1275 Minnesota Street
Suite 206
94107 San Francisco

February 12th, 2011 - March 26th, 2011
Opening: February 12th, 2011 7:00 PM - 10:00 PM

Other (outside areas listed)
Tue 1-5 Wed-Sat 11-5 and by appointment
mixed-media, figurative


Working in black is sometimes about closing down the available routes to reference, meaning and information. For example, Francesca Pastine's blacked out newspaper pages that leave only visible images of Iraqi casualties of war.  She uses black to funnel your attention, to make you look and to mask out the other images and text. Her black in these pieces acts as a pointer. In her entirely blacked out New York Times section A piece she makes the whole tome of data devoid of content altogether. Her obfuscation of "all the news fit to print" asks how valid or not the erased content was.

Other artists such as Joe Bender work with "black" as an immense and subtle color range. This body of his work is a study of all the information available in the color black. The theoretical idea that a perfect balance of all pigments will make the color black is integral to Joe's practice.  His play, in oil paint, adjusts the layers of color to bring "color" out within his black paintings ends up being about balance and small shifts bringing out rich tints and shades. 

For Niall McClelland working in black and grey scale allows the viewer to connect more easily with his process.  This transparency about the process, a system of mark making through folding and xeroxing, fosters an immediate connection between seeing and understanding, and evokes a kind of “back to basics” mentality about art making.  Stripped of embellishment, the simplicity and starkness of the work point to the truth behind any art piece - the hand of its maker.

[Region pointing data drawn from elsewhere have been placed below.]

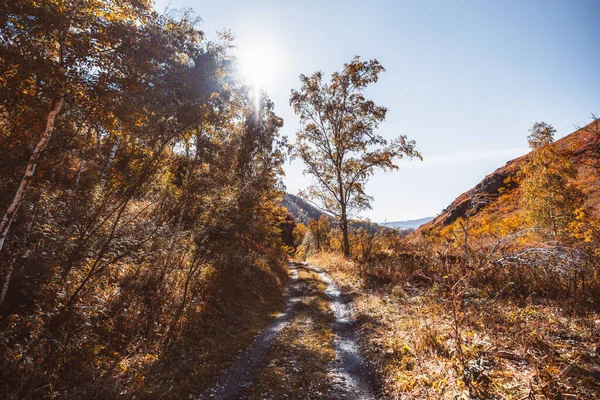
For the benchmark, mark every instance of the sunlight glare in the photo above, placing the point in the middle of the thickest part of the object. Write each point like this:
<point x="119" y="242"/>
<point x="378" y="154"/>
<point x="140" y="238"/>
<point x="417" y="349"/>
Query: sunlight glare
<point x="257" y="64"/>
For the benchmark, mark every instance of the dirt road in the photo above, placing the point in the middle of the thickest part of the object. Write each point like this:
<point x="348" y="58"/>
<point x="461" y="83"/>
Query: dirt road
<point x="308" y="352"/>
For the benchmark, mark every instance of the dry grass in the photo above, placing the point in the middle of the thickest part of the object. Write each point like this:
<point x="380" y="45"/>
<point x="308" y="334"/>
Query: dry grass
<point x="511" y="349"/>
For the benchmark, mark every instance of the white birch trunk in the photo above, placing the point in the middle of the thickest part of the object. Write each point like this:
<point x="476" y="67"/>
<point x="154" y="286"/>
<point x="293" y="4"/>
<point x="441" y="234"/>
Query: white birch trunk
<point x="106" y="169"/>
<point x="10" y="212"/>
<point x="14" y="205"/>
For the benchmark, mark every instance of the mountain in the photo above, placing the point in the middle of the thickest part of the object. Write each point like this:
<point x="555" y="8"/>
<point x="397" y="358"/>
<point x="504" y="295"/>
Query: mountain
<point x="304" y="211"/>
<point x="300" y="209"/>
<point x="581" y="143"/>
<point x="405" y="225"/>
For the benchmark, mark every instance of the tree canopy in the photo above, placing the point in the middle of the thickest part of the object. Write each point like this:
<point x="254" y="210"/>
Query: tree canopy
<point x="338" y="141"/>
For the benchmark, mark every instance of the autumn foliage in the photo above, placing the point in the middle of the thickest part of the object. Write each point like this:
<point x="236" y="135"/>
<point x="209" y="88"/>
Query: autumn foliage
<point x="151" y="210"/>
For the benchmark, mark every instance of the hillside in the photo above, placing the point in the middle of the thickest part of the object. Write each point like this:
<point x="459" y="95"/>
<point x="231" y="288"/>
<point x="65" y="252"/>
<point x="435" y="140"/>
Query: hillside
<point x="409" y="224"/>
<point x="300" y="209"/>
<point x="579" y="142"/>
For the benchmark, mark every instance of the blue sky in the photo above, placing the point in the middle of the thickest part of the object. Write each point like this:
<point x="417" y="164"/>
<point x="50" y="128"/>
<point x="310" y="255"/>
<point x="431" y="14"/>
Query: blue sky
<point x="465" y="79"/>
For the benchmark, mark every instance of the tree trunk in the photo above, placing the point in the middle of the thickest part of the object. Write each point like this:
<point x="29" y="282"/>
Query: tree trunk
<point x="10" y="212"/>
<point x="346" y="245"/>
<point x="106" y="169"/>
<point x="14" y="205"/>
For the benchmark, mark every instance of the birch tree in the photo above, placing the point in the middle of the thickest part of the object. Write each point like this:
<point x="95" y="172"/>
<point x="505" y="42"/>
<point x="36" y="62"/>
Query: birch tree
<point x="338" y="141"/>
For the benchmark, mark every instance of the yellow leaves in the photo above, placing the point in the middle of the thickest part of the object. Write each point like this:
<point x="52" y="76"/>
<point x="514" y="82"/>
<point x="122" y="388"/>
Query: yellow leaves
<point x="97" y="349"/>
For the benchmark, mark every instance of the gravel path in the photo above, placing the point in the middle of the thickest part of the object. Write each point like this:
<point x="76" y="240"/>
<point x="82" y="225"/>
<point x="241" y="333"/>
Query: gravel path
<point x="348" y="371"/>
<point x="239" y="374"/>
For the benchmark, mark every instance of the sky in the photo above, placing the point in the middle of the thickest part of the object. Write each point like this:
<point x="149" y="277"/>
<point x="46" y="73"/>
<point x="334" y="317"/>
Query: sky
<point x="464" y="79"/>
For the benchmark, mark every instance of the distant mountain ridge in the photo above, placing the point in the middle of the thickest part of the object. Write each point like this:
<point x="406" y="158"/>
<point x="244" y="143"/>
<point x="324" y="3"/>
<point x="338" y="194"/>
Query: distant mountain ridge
<point x="580" y="143"/>
<point x="300" y="209"/>
<point x="304" y="212"/>
<point x="409" y="224"/>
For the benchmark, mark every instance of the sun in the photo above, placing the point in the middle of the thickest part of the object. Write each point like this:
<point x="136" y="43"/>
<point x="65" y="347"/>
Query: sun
<point x="257" y="64"/>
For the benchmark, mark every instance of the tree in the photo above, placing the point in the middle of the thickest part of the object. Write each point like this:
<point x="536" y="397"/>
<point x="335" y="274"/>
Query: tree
<point x="320" y="231"/>
<point x="338" y="141"/>
<point x="56" y="51"/>
<point x="549" y="195"/>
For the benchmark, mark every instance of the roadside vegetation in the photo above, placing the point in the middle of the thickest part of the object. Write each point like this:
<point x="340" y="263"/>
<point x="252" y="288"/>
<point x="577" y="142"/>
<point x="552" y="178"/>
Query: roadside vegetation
<point x="500" y="304"/>
<point x="140" y="245"/>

Black can be all colors producing the color black such as in Bender’s work, but it is also an absence of color in that whatever is perceived as black doesn’t put out or reflect light in any part of the visible spectrum. Whatever looks black is absorbing all frequencies of light. Black is everything and nothing at once depending on how you read it. Black can be additive and black can be void.  The artists in this show address these understandings, as well as the many cultural, and psychological interpretations of black, and demonstrate, ultimately, the complexity inherent in this color.